Positive Solace with Attika Choudhary
In March 2020, the UK went into lockdown as did most of the world. As people reached out to Attika, about feeling anxious and confused, she wanted to do something helpful and the “Positive Solace” podcasts were born. Mental health has been her concern for some years and this led to the creation of a team which would make it happen.
Hosted by BBC’s Attika Choudhary, Positive Solace is a podcast that will empower your mind, spread positivity and wisdom. The guests are from different backgrounds, cultures, experience and learning. In their own, unique way they are doing what they can to help their community overcome the challenges and lead people to a better place. The conversations are not scripted: they are raw and show vulnerability and create a place where these voices can empower us all. So come join us as we laugh, get emotional and travel the world!
Positive Solace with Attika Choudhary
Kashmir’s Fight for Justice with Mir Urfi
In the penultimate Positive Solace: Women of Vision, Attika speaks to Mir Urfi, a Kashmiri lawyer and human rights activist, who faces a constant struggle for justice and freedom of movement, not just for her clients.
She is often stopped and made to identify herself by the Indian security forces in her own state: Jammu and Kashmir.

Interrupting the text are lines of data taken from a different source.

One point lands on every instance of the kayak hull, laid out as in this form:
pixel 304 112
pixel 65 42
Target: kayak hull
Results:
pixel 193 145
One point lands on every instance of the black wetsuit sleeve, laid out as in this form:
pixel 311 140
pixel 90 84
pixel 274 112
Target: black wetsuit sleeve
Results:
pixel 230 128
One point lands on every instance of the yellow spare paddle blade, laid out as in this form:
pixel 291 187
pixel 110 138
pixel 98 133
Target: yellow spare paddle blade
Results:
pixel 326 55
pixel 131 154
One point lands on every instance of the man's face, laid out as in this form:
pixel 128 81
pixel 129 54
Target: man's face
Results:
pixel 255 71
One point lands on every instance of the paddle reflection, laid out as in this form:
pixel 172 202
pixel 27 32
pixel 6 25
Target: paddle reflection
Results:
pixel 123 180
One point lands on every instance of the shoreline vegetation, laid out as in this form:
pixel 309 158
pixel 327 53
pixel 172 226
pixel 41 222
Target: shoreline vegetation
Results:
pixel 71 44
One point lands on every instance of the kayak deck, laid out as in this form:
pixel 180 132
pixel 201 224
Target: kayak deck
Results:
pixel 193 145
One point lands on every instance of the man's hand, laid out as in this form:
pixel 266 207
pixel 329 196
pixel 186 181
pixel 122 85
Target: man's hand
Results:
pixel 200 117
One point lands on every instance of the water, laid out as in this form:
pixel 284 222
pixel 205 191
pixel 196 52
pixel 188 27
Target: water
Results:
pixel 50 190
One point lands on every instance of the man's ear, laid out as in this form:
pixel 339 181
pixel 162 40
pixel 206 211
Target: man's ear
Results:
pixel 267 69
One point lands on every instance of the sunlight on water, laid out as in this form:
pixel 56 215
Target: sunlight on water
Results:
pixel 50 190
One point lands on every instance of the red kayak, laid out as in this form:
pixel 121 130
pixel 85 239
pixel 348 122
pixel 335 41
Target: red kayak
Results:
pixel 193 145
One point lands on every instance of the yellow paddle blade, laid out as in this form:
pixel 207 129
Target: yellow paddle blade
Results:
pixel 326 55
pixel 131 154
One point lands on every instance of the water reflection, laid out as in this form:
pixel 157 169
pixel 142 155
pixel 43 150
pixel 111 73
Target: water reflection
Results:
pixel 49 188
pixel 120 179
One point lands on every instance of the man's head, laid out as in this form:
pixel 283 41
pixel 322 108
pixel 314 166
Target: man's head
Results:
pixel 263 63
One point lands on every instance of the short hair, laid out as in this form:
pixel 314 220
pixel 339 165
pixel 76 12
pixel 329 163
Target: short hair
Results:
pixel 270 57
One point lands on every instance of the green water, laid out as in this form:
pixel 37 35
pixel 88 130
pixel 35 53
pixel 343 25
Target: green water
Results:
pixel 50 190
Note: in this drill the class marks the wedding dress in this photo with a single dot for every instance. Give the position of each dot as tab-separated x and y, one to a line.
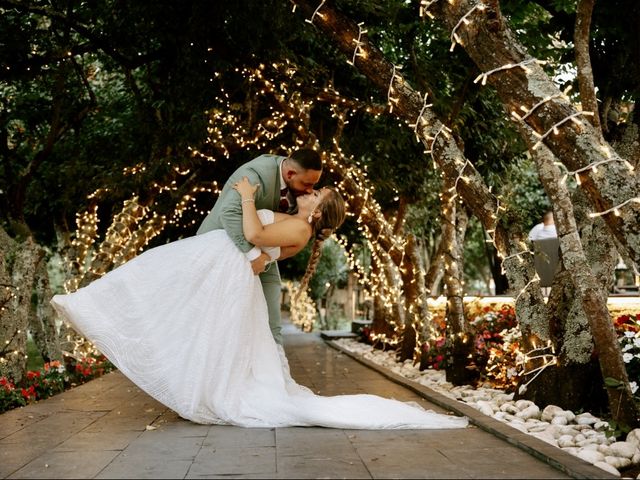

When Urfi began her work as a lawyer she was a woman in a man's world, and even today there are very few female lawyers, especially those willing to take on cases of citizens wrongfully detained.
Since 1949, Article 370 of India's Constitution gives Jammu and Kashmir special status, authorising the region to have its own constitution and state flag. However, this article was revoked by India in 2019, resulting in the voice of the people being silenced. With communication services suspended, a curfew imposed, creating an effective lockdown, and people encouraged to stay off the streets, the state is effectively under martial law.
Oppressive legislation such as the Public Safety Act (PSA), is being used to make indefinite arrests and detentions thereby revoking a person's rights. In fact, the PSA violates many human rights according to international law.
In her day-to-day life, Urfi fights for those unlawfully detained: sometimes, she explains, these people have been held in custody for months or even years. The PSA gives the security forces the right to revoke a person's right to habeas corpus which should force the authorities to bring the detainee to trial. And while India feigns ignorance of its actions, its security forces pursue further injustice.
Urfi says she dreams of a Kashmir where people can live without fear, go out without hinderance, and not feel constantly the threat of physical violence or mental pressure from the security forces. Mental problems have increased due to high levels of anxiety. Upwards of a third of the adult population have been diagnosed with some form of mental condition and Urfi believes this is all related to the stress of living with the present tensions. Even the medical practitioners who treat the people are themselves suffering from heightened anxiety states.
Urfi's mentor was the renowned lawyer and human rights activist Mir Shafqat Hussain who fought all his life for people abandoned by the judicial system. And he played a pivotal role in helping Amnesty International highlight the abuse of humans rights in Kashmir. Urfi has taken over his firm and is now walking in his footsteps.
Urfi tells Attika that the Kashmiri people must be freed from the constant military pressure. “The people need to be given the right to live!” she says.